Una volta in Svizzera c'erano i Coroner e i Celtic Frost. Adesso c'è anche Mirrorthrone, la one-man band di Vladimir Cochet, un capellone oscuro tanto disperato quanto geniale. Questo ragazzone dal dolore sempiterno aveva già mostrato incoraggianti barlumi di talento nei due lavori precedenti a "Gangrene" (tralasciando quelli targati "Unholy Matrimony", altro progetto dello svizzero), ossia "Of Wind And Weeping" e "Carriers Of Dust", in cui però trasparivano una perniciosa ampollosità e una deplorevole inclinazione verso la ridondanza: insomma, per farla breve, troppa scagazzoneria. In "Gangrene" (2008), tuttavia, questi difetti cominciano pian piano a venir meno, permettendoci così di gustarci il punto più alto toccato finora dal caro Vladimir.

Sul disco, che dire? Intanto, naturalmente, non è musica per tutti. In teoria è Metal, in pratica è molto di più. Non è roba, questa, per quei metallari dal vocabolario monosillabico che compongono fioretti col sangue e insultano le signore in sala d'aspetto. No, questa è musica cerebrale e densa, come il barattolo di miele che avete portato in classe urlando che erano le urine del professore, destinata a metallari gentili e savi, di quelli che vanno col corpse painting a sorseggiare il the assieme a qualche antica nobildonna bigotta. Insomma, già dall'intro dominata dal pianoforte di "Dismay", ho esplorato la profonda mestizia del cuore di Vladimir e l'ho fatta mia. Quando, pochi secondi dopo, lo svizzero ha iniziato a urlare in pieno stile Black come se avesse trovato chiuso il bar, ho avvertito una straziante fitta al petto, e non ho più potuto trattenere le lagrime. Sono un frignone, lo so. Ma poco conta: "Gangrene" non è stato ideato per le bimbeminchia che trotterellano al sole ascoltandosi il 50 cent o la Kylie Mignotte di turno: è un lavoro che va ascoltato al cospetto di una cattedrale color bistro, quando la luna si specchia nel lago come Narciso e l'unico altro rumore è quello dei sistri d'argento delle cavallette.
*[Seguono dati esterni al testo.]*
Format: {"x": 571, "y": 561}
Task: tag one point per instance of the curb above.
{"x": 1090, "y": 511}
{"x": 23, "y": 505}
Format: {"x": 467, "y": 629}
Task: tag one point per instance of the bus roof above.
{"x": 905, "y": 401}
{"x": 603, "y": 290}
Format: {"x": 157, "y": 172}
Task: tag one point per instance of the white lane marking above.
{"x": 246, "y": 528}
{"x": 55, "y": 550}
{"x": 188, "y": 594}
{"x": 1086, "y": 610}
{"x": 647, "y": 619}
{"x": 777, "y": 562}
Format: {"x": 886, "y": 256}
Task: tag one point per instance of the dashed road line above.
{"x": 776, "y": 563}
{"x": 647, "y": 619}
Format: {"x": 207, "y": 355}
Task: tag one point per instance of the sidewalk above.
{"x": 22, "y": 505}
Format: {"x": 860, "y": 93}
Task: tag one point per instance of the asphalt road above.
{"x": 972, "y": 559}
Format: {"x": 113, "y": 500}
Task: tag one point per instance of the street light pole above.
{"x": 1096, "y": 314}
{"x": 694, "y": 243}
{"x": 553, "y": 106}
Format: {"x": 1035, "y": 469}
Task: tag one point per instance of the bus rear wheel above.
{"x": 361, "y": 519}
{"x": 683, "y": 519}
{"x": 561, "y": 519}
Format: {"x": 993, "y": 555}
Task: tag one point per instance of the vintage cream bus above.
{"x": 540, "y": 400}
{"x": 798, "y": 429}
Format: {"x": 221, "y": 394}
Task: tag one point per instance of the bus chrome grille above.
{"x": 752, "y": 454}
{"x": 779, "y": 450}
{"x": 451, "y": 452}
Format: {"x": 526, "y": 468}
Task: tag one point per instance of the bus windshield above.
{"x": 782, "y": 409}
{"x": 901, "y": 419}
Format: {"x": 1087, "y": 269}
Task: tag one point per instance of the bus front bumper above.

Tracce titaniche che si susseguono senza sosta, da godersi imbronciati e appartati in un cantuccio polveroso, in grado di rovinare qualunque giornata gaudente, come la notizia che la tua ragazza si è scoperta lesbica, e costantemente divise tra orchestrale ed estremo. Come detto prima, però, le esagerazioni e gli eccessi degli scorsi lavori sono storia antica: ogni momento, ogni singola nota è strettamente funzionale all'architettura dell'intero brano, qualunque esso sia.

Un lavoro d'avanguardia piacevole e a tratti geniale, da gustarsi lisciandosi la barba lunga con aria compiaciuta e sofferente, provando un odio insaziabile verso l'umanità. Peccato che il punto debole sia proprio la traccia finale, "So Frail", ma alla fin fine poco importa: cio che è davvero importante è il miglioramento di quest'anima travagliata, alla quale auguro tante buone cose e un prossimo lavoro di qualità ancora superiore. Nel frattempo, godiamoci questa tragedia sinfonica in cui è dolce naufragare.